Казимир побаивался пить русскую вудку. Знал, что бывает с теми, кто чрезмерно увлекается питием… А пили все, с кем он вышел из Польши. Ну и где они теперь? Кто зарублен, кто застрелен… А кто ушел под лед или сдох с голода… Но сегодня на душе было так пакостно, что он молча подставил кружку и так же молча выпил.
– М-м-м, – промычал Казимир, пробуя нежное мясо, таявшее во рту. Покрутив головой, одобрительно кивнул. – Бардзо смачно!
Запорожец удовлетворенно блеснул глазом. Очистив пару зубчиков чеснока, заботливо протянул атаману.
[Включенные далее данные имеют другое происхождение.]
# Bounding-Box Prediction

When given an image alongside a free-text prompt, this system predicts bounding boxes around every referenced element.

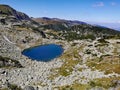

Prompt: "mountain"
[33,17,86,30]
[0,5,30,20]
[33,17,120,41]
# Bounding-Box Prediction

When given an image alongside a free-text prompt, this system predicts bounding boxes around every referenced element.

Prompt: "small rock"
[23,86,35,90]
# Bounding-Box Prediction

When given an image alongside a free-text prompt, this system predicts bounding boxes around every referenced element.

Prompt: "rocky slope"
[33,17,120,41]
[0,5,120,90]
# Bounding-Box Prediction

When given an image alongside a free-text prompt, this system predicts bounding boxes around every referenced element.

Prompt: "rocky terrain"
[0,5,120,90]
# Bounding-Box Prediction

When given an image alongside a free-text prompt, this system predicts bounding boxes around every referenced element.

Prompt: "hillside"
[0,5,120,90]
[33,17,120,41]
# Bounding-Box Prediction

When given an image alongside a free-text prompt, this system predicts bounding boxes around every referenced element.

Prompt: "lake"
[22,44,64,62]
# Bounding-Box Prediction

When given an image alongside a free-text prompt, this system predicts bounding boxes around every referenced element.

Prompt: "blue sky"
[0,0,120,28]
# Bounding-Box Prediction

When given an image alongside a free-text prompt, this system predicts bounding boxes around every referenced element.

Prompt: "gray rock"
[23,86,35,90]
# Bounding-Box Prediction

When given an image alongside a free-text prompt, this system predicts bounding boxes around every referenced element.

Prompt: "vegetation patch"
[0,56,23,68]
[89,77,120,89]
[87,56,120,74]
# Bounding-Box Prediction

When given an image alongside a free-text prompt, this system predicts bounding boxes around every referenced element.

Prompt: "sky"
[0,0,120,26]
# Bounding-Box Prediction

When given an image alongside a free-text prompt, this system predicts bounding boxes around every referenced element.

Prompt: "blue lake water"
[22,44,63,62]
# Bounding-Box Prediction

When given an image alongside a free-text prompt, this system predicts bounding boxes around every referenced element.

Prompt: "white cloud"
[93,2,104,7]
[111,2,116,6]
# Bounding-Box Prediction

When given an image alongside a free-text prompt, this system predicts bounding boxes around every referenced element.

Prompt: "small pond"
[22,44,63,62]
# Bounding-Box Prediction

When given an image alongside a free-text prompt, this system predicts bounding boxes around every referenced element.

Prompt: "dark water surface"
[22,44,63,62]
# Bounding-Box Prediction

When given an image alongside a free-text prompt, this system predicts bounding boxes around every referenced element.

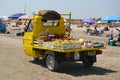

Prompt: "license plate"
[88,51,96,56]
[74,52,80,60]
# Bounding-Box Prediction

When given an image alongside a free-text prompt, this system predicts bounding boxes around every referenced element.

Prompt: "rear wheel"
[83,56,94,68]
[46,54,58,71]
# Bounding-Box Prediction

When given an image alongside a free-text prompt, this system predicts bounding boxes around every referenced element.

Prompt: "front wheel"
[46,54,58,71]
[82,56,94,68]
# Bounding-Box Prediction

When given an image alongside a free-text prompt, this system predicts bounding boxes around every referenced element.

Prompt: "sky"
[0,0,120,19]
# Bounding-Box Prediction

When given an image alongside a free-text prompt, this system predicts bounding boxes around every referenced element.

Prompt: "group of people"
[86,24,104,36]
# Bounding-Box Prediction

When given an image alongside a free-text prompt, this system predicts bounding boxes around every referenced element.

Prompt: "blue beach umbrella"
[101,15,120,22]
[83,18,96,24]
[8,13,25,19]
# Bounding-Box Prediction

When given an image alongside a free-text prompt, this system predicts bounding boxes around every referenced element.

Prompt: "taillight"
[96,50,102,54]
[66,53,73,59]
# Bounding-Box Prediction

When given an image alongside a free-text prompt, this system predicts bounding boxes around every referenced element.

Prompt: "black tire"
[46,54,58,71]
[82,56,94,68]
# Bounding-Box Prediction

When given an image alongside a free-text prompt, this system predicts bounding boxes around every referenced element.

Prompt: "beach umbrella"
[18,15,30,19]
[101,15,120,22]
[8,13,26,19]
[83,18,96,24]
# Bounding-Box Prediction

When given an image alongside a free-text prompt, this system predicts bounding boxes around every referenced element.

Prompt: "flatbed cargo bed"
[33,46,105,52]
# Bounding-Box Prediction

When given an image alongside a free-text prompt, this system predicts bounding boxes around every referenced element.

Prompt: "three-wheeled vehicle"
[23,10,104,71]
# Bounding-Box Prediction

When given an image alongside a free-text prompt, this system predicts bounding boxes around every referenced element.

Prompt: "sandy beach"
[0,25,120,80]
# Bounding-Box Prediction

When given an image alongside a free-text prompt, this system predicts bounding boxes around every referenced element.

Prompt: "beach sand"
[0,25,120,80]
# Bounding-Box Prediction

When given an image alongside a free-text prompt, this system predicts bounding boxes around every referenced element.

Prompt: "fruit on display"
[79,39,85,45]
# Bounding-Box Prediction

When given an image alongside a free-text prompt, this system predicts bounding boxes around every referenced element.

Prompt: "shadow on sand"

– З чисночком та з хлибом трэба исть, – наставительно произнес казак, который до сих пор не мог привыкнуть, что атаман не заедает мясо хлебом.
Наколов на кончик ножа очередной кусок и отправляя его в рот, пан Казимир вдруг выругался:
– Холера ясна!
– Це ше тэке, пане атаман? – вытаращился Янош, едва не пролив драгоценную влагу. Но, конечно же, не пролил ни капли.
Казимир вздохнул, показывая обнаруженное на клинке бурое пятно. Когда добивал Сергуню, забыл почистить. Оставив кружку, Казимир вытащил оселок и, только убедившись, что пятнышко исчезло, выпил. Эх, мало…
– Тэк пойдэ, пане атаман, то останимся мы з тобой вдвоим, – грустно сказал Янош, вытаскивая новую фляжку и разливая вудку.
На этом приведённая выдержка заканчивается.